MIT-REALM / neural_clbf

Toolkit for learning controllers based on robust control Lyapunov barrier functions
BSD 3-Clause "New" or "Revised" License
134 stars 44 forks source link

Fixing Inplace Error that Made Weird Autograd Errors #10

Closed kwesiRutledge closed 1 year ago

kwesiRutledge commented 1 year ago

Finally fixed the weird errors that autograd was throwing about in-place operations. After changing these inplace operations in the NeuralCLBFController() class, the example train_inverted_pendulum.py was able to run with (mostly) no errors.

Feel free to reject these if you don't think that they are useful @dawsonc !

dawsonc commented 1 year ago

Hi Kwesi! Thanks for the PR! Sorry it took me so long to realize it was here!

Which autograd errors does this fix? Could you please make an issue on this repo with the errors you're getting and the steps to reproduce? Context for my confusion: train_inverted_pendulum.py runs with no errors on my laptop :thinking: . AFAIK the +=, *=, etc. operators aren't in-place operations; they're sugar for x += y => x = x + y. Maybe there's something subtle going on that makes this run differently between machines.

Also, this PR looks like it includes all of the code for the new pusher-slider example. That's great, but it should probably go in a different PR (e.g. 1 for autograd errors, 1 to add the pusher slider).

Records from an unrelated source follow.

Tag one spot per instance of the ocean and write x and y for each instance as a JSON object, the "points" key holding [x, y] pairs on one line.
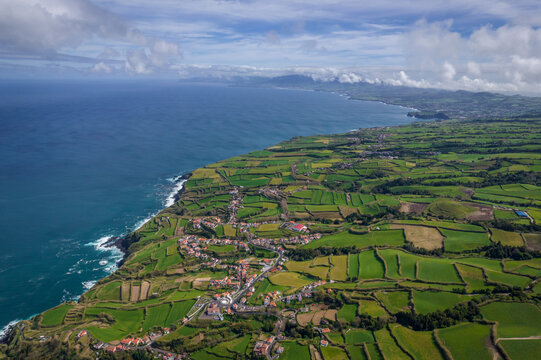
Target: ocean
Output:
{"points": [[81, 161]]}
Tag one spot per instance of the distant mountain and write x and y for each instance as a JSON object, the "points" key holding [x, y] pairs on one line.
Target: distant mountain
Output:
{"points": [[430, 103]]}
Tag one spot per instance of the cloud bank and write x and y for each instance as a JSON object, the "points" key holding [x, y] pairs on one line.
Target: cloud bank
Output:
{"points": [[455, 44]]}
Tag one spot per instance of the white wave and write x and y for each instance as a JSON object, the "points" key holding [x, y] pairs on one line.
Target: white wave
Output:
{"points": [[88, 284], [140, 223], [100, 243], [5, 330], [179, 184]]}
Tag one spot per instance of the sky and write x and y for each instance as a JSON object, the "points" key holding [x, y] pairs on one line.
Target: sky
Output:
{"points": [[478, 45]]}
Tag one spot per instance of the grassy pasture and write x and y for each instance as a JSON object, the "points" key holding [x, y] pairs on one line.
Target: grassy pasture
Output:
{"points": [[339, 268], [489, 264], [335, 337], [265, 287], [110, 291], [391, 260], [533, 241], [374, 352], [421, 236], [356, 352], [343, 239], [294, 351], [353, 267], [126, 322], [473, 276], [307, 268], [354, 336], [388, 346], [348, 312], [457, 241], [514, 319], [430, 301], [507, 279], [333, 353], [156, 316], [521, 349], [178, 311], [292, 280], [454, 337], [506, 237], [56, 315], [370, 307], [436, 270], [418, 343], [394, 301], [370, 267], [446, 208]]}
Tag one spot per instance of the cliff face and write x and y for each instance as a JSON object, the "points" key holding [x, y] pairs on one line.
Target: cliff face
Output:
{"points": [[318, 234]]}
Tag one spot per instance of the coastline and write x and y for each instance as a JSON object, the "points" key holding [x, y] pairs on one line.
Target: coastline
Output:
{"points": [[114, 244], [110, 242]]}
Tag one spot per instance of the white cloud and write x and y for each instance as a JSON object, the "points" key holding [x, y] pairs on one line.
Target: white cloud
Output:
{"points": [[137, 62], [101, 68], [449, 71]]}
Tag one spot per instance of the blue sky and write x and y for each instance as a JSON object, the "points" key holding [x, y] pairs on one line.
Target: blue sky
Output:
{"points": [[475, 45]]}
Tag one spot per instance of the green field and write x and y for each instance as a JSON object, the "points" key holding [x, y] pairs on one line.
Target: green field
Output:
{"points": [[521, 349], [360, 241], [514, 319], [125, 322], [370, 267], [332, 353], [420, 344], [457, 241], [291, 280], [56, 315], [348, 312], [388, 346], [431, 301], [506, 237], [454, 339], [379, 204], [359, 336], [294, 351], [370, 307], [394, 301]]}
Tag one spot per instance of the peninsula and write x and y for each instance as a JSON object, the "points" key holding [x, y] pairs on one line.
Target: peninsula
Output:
{"points": [[419, 241]]}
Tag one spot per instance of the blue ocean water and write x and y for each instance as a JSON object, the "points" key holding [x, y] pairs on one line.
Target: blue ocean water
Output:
{"points": [[84, 160]]}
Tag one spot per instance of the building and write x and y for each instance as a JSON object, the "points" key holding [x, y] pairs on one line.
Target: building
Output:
{"points": [[261, 348]]}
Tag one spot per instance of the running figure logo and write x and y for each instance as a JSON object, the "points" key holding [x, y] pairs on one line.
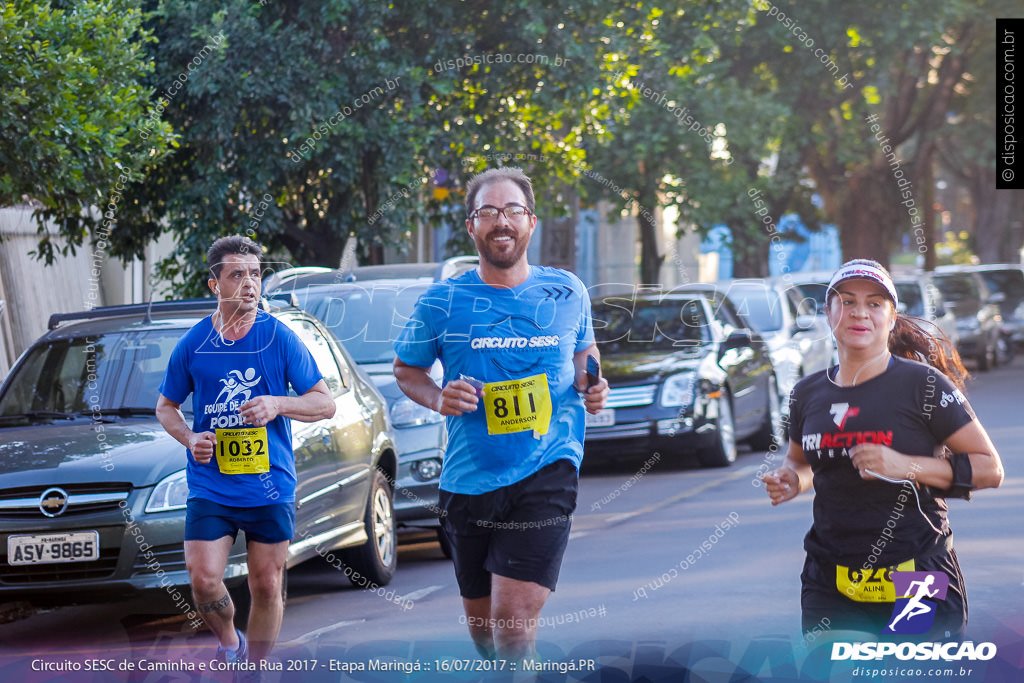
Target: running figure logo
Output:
{"points": [[912, 613], [841, 412], [237, 384]]}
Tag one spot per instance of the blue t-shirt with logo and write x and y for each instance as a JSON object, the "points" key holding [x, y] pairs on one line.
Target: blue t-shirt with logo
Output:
{"points": [[221, 376], [514, 340]]}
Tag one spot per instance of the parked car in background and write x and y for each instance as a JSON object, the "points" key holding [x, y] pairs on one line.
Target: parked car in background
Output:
{"points": [[921, 298], [1008, 280], [813, 285], [799, 339], [977, 309], [367, 316], [686, 376], [92, 489]]}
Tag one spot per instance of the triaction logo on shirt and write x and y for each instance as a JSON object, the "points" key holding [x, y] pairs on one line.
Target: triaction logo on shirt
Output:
{"points": [[845, 439], [951, 651], [514, 342]]}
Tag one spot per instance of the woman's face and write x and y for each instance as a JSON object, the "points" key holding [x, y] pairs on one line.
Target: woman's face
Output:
{"points": [[860, 315]]}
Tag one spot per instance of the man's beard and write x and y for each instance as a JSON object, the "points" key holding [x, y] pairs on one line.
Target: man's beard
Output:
{"points": [[501, 260]]}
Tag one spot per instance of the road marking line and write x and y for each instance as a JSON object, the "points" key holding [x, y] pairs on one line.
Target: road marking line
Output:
{"points": [[422, 593], [327, 629], [735, 474]]}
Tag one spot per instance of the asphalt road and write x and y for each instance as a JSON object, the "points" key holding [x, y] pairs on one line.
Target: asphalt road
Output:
{"points": [[669, 567]]}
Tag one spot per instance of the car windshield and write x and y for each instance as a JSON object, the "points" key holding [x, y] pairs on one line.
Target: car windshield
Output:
{"points": [[761, 307], [666, 325], [1010, 282], [909, 296], [114, 373], [367, 317]]}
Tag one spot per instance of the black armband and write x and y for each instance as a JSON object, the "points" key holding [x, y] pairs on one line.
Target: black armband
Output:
{"points": [[963, 475]]}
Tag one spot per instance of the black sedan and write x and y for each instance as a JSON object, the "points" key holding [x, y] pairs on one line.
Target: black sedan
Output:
{"points": [[686, 377]]}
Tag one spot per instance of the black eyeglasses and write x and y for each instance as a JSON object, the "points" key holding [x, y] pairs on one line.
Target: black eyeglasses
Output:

kwesiRutledge commented 1 year ago

Lots of interesting things here. Thanks for your thorough response:

Which autograd errors does this fix? Could you please make an issue on this repo with the errors you're getting and the steps to reproduce?

The specific autograd error is the following:

RuntimeError: one of the variables needed for gradient computation has been modified by an inplace operation: [torch.FloatTensor [64]], which is output 0 of ReluBackward0, is at version 1; expected version 0 instead. Hint: the backtrace further above shows the operation that failed to compute its gradient. The variable in question was changed in there or anywhere later. Good luck!
Epoch 0:   0%|          | 0/157 [00:02<?, ?it/s]

Added an extra line so that it shows this error occurred before the first epoch began.

I can create an issue later on today (or tomorrow, depending on when this plane lands)! This error appeared for me when running any of the training scripts in the train directory. I originally thought that it might be due to Pusher-Slider code, but attempted to run the current scripts and received the same error.

Context for my confusion: train_inverted_pendulum.py runs with no errors on my laptop 🤔 . AFAIK the +=, *=, etc. operators aren't in-place operations; they're sugar for x += y => x = x + y. Maybe there's something subtle going on that makes this run differently between machines.

It's possible that the problem is caused by different machines. This forum post leads me to believe that += and *= are inplace operations, though: discuss.pytorch. Regardless of whether or not it is, I am very curious why pytorch doesn't complain on your machine. I'm running the newest versions of the libraries; Are any of yours older?

Also, this PR looks like it includes all of the code for the new pusher-slider example. That's great, but it should probably go in a different PR (e.g. 1 for autograd errors, 1 to add the pusher slider).

This is super surprising! Github marked the Pusher-Slider stuff as having been committed 2 weeks ago, but I committed that stuff yesterday! Now, I know that GitHub includes ALL changes on a branch into a pull request (not just the ones that were available at the time of pull request creation). I'll make a note to fix this.

A possible compromise: If you don't see the issue on your machine with updated libraries, then feel free to close/archive the pull request which will make this discussion visible to any M1 Mac users that may run into the same issues. :)

dawsonc commented 1 year ago

I'm open to keeping this PR open and tracking down this inplace bug. The first step would be to make an issue that includes steps to reproduce and the full stack trace that the error prints out. Even if it works on my machine, the fact that it doesn't work on your machine is troubling and we should try to dig into it.

kwesiRutledge commented 1 year ago

This pull request was referenced in a new issue, following Charles' guidelines. This PR will be closed and a new one will be created containing only the proposed "inplace" changes.